This is a collection of 20 short stories about the upcoming December holidays.  Three of the stories have distinctly Jewish angles, whereas others either are Christmas oriented or so general they might be told at any time of the year.   Some may well be stories left over from Bernstein’s last book, Miserable Love Stories.

The three stories with Jewish angles are “Blue Christmas;” “Young, Confused Parents;” and “Bits and Pieces.”

“Blue Christmas” was one of the songs crooned by Elvis Presley. In behalf of a Jewish Federation,  the narrator hires an Elvis-impersonator to entertain at the end-of-the-year show, warning him he is to refrain from singing Christmas songs and to instead concentrate on Presley’s secular songs such as “Jailhouse Rock;” “Don’t Be Cruel;” “Return to Sender;” “Teddy Bear;” “All Shook Up;” “Cant Help Falling in Love;” “Love Me Tender” and “Are You Lonesome Tonight?”

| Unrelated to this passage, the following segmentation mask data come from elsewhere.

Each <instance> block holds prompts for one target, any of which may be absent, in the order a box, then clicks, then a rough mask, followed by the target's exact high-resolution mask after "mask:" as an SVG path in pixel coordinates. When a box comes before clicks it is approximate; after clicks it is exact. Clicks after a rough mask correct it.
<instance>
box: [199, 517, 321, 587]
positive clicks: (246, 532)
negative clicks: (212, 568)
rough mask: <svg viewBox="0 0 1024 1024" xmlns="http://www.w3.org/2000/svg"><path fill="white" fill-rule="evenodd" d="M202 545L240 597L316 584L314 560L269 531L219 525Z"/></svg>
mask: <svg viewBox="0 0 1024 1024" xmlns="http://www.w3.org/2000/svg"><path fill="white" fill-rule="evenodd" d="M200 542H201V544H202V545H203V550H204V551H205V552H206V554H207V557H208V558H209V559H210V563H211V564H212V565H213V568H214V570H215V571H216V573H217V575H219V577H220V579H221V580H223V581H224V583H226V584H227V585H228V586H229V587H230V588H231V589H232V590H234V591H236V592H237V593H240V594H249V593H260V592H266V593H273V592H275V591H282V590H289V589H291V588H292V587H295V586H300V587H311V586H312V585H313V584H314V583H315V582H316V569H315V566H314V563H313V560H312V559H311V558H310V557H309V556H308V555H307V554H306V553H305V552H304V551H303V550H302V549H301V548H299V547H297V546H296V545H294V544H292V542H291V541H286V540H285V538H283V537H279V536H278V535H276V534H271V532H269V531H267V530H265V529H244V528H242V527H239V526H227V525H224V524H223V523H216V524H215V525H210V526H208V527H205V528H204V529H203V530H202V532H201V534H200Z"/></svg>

The Elvis impersonator goes by the stage name of Cassidy, but his real name is Chakin.  Jewish to the core, he has a surprise for the Federation.

In the story “Young, Confused Parents,” David who is Jewish, and his wife Ellen, who is Christian, decide upon an unusual method for determining whether to raise their son Kevin as a Christian or a Jew.

They put him on the floor and call his name.  Whichever one of his parents he crawls to will get to raise Kevin in his or her religion.

Of course, in this humorous tale, things don’t turn out as you might expect.

Finally, in “Bits and Pieces,” author Bernstein gets to off-load some parting comments, jokes and shtick.

I’ll quote just one paragraph to give you the flavor.

“What bothers me most about Hanukkah though is — in corporate America — they bring out this enormous spectacular Christmas tree covered with fantastic ornaments and baubles — and they bring it out before Halloween.  But then for Hanukkah–they bring out this tiny, crappy, electric menorah.  It’s not even a cool, modern one.  it’s a broken one from the 1970s with bulbs that used to be night lights.  So, Hanukkah has gone from the Festival of Lights to the Twisting of the Bulbs.  Hey kids-who wants to twist a bulb?  Twist the shamash first, honey!  Start on the left!”

Miserable Holiday Stories by Alex Bernstein; Racehorse Publishing: New York City (c) 2020; ISBN 9781631-585841;  263 pages; $14.99.